Banks' Unrecognized Securities Losses Grew 60% During the Fourth

Unrecognized losses on bank securities rose by 60% during the fourth quarter to $19.2 billion, according to a report by Veribanc Inc.

The Wakefield, Mass., company's analysis of Federal Reserve data determined that losses had jumped from $12 billion in the third quarter, reflecting further damage due to higher interest rates.

The loss represents the difference between purchase cost and market value of held-to-maturity securities. The totals do not reflect the offsetting liability fluctuations, some analysts pointed out.

"There is still a lot of commitment to securities holdings," said Warren Heller, Veribanc's research director. "It's surprising that securities would be that sensitive at this point."

As interest rates increase, the value of fixed-rate securities falls, said Ross Waldrop, a senior financial analyst at the Federal Deposit Insurance Corp.

Banks endured the greatest losses in their holdings of foreign debt securities, at more than 14% in their held-to-maturity portfolios, according to data from the FDIC.

Collateralized mortgage obligations and real estate mortgage investment conduit caused more than 5.8% of the losses.

Mortgage-backed securities depreciated by more than 5%.

Despite the presumed sophistication of large banks, those with assets in excess of $1 billion fared little better than smaller banks.

Unrealized mortgage derivatives losses were 5.8% in large banks, while they were 6% in small banks.

"We had a thesis that the small banks in general are suffering worse, but we blew that apart," said Mr.
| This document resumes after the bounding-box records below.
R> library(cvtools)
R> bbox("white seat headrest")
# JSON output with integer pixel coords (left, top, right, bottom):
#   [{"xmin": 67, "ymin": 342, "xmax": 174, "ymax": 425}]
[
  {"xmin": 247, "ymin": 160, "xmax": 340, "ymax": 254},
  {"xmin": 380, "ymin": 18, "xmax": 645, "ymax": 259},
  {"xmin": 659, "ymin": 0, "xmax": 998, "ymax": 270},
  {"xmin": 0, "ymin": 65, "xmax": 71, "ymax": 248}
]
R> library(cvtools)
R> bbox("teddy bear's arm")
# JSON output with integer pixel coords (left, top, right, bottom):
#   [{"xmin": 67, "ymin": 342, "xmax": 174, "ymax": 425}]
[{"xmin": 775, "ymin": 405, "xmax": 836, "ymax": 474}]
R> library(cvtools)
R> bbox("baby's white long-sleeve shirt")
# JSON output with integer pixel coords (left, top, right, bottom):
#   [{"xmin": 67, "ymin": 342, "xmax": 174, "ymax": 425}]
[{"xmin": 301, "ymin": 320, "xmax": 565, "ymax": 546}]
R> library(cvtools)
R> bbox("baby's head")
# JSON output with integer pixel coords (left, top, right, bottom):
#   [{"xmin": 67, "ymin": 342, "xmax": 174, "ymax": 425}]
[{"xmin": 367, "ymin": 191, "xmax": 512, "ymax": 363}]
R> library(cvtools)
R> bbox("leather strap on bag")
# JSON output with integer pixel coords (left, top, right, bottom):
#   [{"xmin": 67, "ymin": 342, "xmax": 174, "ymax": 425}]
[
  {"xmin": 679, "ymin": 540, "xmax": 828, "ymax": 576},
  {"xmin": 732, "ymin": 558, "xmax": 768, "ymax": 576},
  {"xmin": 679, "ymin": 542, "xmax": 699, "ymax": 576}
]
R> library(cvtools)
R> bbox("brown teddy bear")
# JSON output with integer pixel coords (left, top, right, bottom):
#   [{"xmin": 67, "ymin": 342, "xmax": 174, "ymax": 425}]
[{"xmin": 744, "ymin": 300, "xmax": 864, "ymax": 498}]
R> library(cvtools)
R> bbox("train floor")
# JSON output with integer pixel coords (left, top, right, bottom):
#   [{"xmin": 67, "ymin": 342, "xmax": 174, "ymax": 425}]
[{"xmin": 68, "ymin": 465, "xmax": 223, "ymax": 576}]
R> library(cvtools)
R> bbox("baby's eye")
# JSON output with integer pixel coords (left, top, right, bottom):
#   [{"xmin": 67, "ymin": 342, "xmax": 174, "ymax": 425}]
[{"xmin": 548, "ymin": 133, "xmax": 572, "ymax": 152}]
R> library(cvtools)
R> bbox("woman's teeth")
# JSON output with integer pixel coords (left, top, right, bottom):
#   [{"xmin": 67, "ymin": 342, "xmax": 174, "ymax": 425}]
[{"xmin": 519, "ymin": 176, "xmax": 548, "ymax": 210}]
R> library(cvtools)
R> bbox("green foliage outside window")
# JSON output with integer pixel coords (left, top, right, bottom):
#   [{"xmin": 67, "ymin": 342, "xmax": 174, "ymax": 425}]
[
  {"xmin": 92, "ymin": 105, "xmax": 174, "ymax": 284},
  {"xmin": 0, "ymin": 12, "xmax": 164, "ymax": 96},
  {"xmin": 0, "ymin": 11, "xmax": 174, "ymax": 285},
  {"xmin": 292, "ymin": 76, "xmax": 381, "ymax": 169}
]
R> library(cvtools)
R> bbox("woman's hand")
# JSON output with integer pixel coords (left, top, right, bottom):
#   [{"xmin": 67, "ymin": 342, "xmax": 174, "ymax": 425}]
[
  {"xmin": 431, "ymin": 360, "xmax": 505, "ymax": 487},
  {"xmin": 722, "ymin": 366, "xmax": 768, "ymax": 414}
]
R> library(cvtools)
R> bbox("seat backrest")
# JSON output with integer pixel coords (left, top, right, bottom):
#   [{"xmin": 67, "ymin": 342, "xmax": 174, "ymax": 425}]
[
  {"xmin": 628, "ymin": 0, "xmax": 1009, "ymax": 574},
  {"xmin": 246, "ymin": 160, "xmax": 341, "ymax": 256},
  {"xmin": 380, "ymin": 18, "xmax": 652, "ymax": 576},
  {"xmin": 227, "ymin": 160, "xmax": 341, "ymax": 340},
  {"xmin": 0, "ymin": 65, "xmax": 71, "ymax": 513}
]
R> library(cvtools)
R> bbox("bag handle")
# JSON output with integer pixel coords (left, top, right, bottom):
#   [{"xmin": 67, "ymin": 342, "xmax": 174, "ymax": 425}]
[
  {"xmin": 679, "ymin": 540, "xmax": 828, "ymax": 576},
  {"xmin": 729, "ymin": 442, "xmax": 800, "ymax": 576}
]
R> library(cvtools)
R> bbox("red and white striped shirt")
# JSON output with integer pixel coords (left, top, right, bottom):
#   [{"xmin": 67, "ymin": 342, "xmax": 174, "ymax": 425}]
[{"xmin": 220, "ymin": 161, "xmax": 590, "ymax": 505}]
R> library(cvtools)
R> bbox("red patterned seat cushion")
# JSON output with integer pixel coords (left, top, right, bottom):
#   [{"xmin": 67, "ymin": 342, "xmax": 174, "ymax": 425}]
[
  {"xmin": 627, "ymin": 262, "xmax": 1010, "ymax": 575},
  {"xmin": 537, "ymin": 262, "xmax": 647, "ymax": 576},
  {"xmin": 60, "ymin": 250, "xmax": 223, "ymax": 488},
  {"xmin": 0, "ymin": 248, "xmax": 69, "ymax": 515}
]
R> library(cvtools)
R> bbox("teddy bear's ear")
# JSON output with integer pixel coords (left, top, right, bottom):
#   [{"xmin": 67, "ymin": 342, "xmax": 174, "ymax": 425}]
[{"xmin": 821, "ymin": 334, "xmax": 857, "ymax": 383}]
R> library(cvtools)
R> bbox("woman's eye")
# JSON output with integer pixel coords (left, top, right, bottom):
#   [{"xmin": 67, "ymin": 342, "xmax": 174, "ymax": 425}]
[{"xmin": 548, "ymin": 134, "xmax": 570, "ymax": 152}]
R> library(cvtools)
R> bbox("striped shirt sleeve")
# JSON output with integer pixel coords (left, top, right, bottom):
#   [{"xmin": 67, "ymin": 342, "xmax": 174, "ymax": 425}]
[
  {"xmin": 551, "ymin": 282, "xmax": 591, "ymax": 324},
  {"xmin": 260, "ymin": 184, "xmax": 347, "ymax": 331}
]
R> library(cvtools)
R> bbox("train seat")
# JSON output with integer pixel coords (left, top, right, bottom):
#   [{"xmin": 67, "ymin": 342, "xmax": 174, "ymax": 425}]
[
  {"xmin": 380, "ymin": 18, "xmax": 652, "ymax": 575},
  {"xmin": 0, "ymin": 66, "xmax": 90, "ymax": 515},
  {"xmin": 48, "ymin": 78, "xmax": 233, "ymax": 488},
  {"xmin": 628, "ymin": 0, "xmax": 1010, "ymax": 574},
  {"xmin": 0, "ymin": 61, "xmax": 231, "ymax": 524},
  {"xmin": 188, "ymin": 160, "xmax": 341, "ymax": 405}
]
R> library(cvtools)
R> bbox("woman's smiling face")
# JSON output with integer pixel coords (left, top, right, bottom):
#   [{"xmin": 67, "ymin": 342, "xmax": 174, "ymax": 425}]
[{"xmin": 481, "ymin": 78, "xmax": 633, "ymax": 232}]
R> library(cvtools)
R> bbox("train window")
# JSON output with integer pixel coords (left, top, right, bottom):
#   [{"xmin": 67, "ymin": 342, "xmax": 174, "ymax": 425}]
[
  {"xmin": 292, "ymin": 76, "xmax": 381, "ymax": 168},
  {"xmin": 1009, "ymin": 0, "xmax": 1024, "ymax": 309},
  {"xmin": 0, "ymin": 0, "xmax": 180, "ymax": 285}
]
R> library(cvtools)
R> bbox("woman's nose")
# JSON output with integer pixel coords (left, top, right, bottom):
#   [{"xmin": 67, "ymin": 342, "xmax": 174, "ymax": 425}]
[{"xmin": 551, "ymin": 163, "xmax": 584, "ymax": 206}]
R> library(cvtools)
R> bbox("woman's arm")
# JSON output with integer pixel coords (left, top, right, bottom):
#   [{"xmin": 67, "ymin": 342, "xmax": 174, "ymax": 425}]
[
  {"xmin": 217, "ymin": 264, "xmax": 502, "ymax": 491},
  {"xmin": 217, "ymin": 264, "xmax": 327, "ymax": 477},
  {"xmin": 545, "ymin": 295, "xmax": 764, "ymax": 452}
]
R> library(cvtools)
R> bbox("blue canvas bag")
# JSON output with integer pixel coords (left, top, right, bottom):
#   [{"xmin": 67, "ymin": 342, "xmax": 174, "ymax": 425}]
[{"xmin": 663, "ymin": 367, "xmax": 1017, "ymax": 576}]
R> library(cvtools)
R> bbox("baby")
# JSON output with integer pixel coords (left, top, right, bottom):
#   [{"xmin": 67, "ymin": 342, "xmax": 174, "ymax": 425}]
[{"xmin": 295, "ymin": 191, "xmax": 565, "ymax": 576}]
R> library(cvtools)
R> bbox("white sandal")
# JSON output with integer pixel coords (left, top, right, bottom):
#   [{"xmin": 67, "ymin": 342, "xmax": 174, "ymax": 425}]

Heller."Small banks have less depreciation and fewer mortgage derivatives among their held-to-maturity securities."

The highest ratios of unrealized securities losses to equity were at small banks - 119.7% at Houston-based Coastal Bank Savings Association and 110.9% at Lincoln Trust Co. of Englewood, Colo.

While bank securities might currently be valued at below market price, that doesn't necessarily spell trouble for the industry.

"There are no necessary implications for banks' net worth or for the possibility that (unrecognized losses) would produce a loss on banks' income statement," said Mr. Waldrop. "All other things being equal, it might just lower the average yield on their assets."

Moreover, if securities designated held-to-maturity are not transferred to available-for-sale, then banks do not have to realize a loss on their equity. However, the sale of securities that are declining in market value will affect earnings over time.

"There could be a more gradual withering from a low level of performance," said Mr. Waldrop.

Others point out that unrecognized securities losses represents only one side of the equation: they don't take into consideration the fluctuation in the value of liabilities.

Nonetheless, unrecognized securities losses, which could affect earnings in the long term, may continue to increase, especially since the current figures do not include the 50 basis point interest rate increase by the Federal Reserve on Feb. 1.

"It would be easy to see another $5 billion added to the depreciation," said Mr. Heller.